Date of Award

Spring 2016

Document Type


Degree Name

Doctor of Philosophy (PhD)


STEM Education & Professional Studies

Committee Director

Linda Bol

Committee Director

Jill Stefaniak

Committee Member

Gary R. Morrison


The relationships between learner-to-learner interactions, achievement, social presence, and satisfaction in online learning have varying degrees of strength according to the research. More evidence is needed to identify clarify relationships among these variables and to identify best practices for designing learner-to-learner interactions to increase achievement, level of social presence, and learner satisfaction. This non-experimental, comparative study investigated the strategies used for learner-to-learner interactions effects on achievement, social presence, and satisfaction. Surveys measuring social presence and interaction quality were administered to instructors and students enrolled in 17 undergraduate asynchronous online courses. The surveys for instructors and students were the same, except for slight modifications to address the appropriate audience. A survey measuring learning satisfaction was only administered to the students. Achievement measures were collected via three performance ratings from the instructors. Designed interactions that have a cooperative intent increased learner’s achievement and level of satisfaction. Designed interactions should include (a) positive interdependence; (b) individual accountability; (c) promotive interactions, and (d) elaborate explanations.
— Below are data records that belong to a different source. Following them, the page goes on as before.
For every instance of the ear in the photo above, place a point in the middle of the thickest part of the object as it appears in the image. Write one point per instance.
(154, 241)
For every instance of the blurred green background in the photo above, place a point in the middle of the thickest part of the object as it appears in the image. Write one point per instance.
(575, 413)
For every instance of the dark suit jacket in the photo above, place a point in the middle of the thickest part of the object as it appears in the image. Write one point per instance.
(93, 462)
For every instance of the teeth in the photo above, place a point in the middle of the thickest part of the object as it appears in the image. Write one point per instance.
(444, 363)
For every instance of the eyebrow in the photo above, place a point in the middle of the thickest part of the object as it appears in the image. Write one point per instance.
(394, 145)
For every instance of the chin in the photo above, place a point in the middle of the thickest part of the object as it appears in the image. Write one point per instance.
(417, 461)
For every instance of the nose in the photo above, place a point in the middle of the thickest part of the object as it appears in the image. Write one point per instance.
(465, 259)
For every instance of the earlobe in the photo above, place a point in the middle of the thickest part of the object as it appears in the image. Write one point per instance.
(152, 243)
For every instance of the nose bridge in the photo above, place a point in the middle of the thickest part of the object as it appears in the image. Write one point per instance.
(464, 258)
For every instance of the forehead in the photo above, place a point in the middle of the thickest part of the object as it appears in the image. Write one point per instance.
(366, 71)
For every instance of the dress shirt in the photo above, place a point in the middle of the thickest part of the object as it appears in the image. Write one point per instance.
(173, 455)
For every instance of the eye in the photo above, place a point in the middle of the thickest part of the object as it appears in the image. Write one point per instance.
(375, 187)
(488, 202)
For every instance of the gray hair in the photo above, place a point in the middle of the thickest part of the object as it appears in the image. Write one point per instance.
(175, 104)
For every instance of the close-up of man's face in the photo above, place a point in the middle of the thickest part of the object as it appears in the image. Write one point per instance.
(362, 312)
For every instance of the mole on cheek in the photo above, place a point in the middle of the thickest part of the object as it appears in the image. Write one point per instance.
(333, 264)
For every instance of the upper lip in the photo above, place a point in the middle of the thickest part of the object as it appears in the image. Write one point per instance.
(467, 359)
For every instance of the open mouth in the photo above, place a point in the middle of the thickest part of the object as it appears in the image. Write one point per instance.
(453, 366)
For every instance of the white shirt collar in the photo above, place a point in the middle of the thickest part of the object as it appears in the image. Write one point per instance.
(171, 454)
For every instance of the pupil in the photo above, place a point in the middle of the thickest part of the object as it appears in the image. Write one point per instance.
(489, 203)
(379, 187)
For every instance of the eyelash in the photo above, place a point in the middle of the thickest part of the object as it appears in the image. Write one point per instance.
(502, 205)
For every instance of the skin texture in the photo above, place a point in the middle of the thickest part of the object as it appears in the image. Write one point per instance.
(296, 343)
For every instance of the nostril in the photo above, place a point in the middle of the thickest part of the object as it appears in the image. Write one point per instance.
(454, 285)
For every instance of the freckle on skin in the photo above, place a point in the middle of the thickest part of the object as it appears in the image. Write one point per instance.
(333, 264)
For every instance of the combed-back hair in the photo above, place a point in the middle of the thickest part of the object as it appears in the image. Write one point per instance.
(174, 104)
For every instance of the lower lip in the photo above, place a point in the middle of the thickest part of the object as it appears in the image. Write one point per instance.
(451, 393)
The effect social presence had on achievement, satisfaction, and interaction quality were mixed. A higher level of instructor social presence increases learner’s achievement, level of learner social presence, and level of learner satisfaction. A higher level of learner social presence increases level of interactive quality and level of learner satisfaction. The findings suggest that higher levels of interaction quality increased levels of instructor social presence, learner social presence, and learner satisfaction. The quality of interaction may be a stronger predictor for level of social presence and learner satisfaction. More research in this area is needed to validate this conclusion. Further research is also recommended to identify and validate the relationships between these variables and best practices in designing interactive experiences in online asynchronous undergraduate courses.